Whom do you seek.....referring to the Latin Easter liturgy.  What is the best pronunciation of this phrase.

Kem Keritis or Kwem Kweritis?  Or something else?

Thanks for your help.


----------



## Schimmelreiter

There's no extant audio recording of the scene but I'd say





sirgawain said:


> Kwem Kweritis


----------



## Scholiast

salvete sodales

There have been previous threads about "Ecclesiastical" Latin, and the "rules" of pronunciation, but I cannot at once find them. Maybe Cagey or another Moderator can advise?

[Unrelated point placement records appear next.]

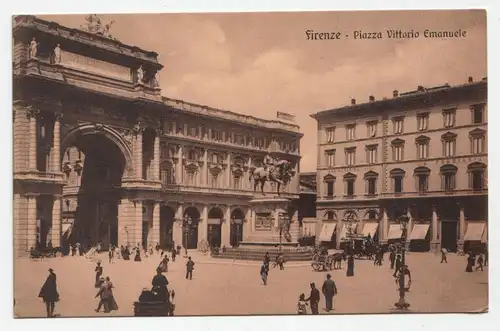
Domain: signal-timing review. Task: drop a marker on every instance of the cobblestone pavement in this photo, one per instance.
(227, 288)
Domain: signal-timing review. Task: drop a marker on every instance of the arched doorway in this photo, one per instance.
(214, 234)
(190, 228)
(94, 159)
(236, 232)
(166, 226)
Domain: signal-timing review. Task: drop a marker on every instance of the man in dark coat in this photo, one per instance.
(189, 268)
(49, 293)
(329, 290)
(314, 299)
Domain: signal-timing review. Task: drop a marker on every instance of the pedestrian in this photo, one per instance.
(302, 305)
(329, 290)
(264, 272)
(444, 251)
(480, 262)
(350, 266)
(314, 299)
(470, 263)
(98, 273)
(392, 256)
(189, 268)
(104, 295)
(49, 293)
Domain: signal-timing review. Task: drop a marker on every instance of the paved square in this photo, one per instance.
(222, 288)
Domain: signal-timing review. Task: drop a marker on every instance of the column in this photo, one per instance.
(31, 221)
(226, 227)
(138, 151)
(32, 115)
(154, 235)
(136, 233)
(56, 154)
(177, 227)
(203, 224)
(156, 156)
(434, 225)
(56, 222)
(205, 169)
(178, 170)
(229, 171)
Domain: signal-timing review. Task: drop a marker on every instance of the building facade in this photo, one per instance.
(422, 154)
(101, 156)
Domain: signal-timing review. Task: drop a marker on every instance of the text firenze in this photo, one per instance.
(389, 34)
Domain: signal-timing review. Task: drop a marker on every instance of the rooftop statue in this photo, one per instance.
(94, 25)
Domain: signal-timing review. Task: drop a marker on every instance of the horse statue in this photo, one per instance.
(281, 172)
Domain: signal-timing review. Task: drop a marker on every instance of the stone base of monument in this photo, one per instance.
(268, 214)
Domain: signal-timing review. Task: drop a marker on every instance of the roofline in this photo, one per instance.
(400, 98)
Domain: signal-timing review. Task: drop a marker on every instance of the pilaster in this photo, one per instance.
(56, 221)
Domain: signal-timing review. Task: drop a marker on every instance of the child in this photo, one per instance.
(301, 306)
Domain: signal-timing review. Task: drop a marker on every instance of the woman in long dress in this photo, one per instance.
(350, 266)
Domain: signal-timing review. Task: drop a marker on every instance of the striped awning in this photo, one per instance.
(327, 231)
(419, 232)
(475, 231)
(370, 228)
(394, 231)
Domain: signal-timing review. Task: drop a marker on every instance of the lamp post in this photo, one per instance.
(402, 303)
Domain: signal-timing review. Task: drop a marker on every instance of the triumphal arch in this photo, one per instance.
(100, 156)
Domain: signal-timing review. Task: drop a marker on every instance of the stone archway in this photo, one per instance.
(236, 230)
(190, 221)
(94, 160)
(214, 231)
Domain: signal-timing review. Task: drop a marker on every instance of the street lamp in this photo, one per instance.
(402, 303)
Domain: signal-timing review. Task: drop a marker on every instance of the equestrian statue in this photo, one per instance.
(274, 170)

But for the time being: there is no single "correct" pronunciation for what is sometimes (wrongly) called "Church Latin". How the Latin texts are pronounced depends entirely on where and for whom the anthems or chants were or are to be sung, and when.

Thus, for example, Italian ensembles, ecclesiastical and other, have always pronounced "Church" Latin as if it were modern Italian (Cwem cwairitis); French "Kem Kairitis", and German singers will usually give us "Kvem Kvairitis".

I work with a Church Choir in England, and we constantly have to discuss what is appropriate. It all depends on whether one is trying to maintain period authenticity, or convey the sense of the liturgy to worshippers.

Σ


----------



## fdb

The Italianate Church Latin pronunciation is /kwem kweritis/.


----------



## sirgawain

Thanks to all - very useful responses.


----------



## CapnPrep

Schimmelreiter said:


> There's no extant audio recording of the scene


And if there were, would we hear anyone speaking Latin on it?


----------



## Schimmelreiter

CapnPrep said:


> And if there were, would we hear anyone speaking Latin on it?


Vere dixisti. Iocum malum movi.


----------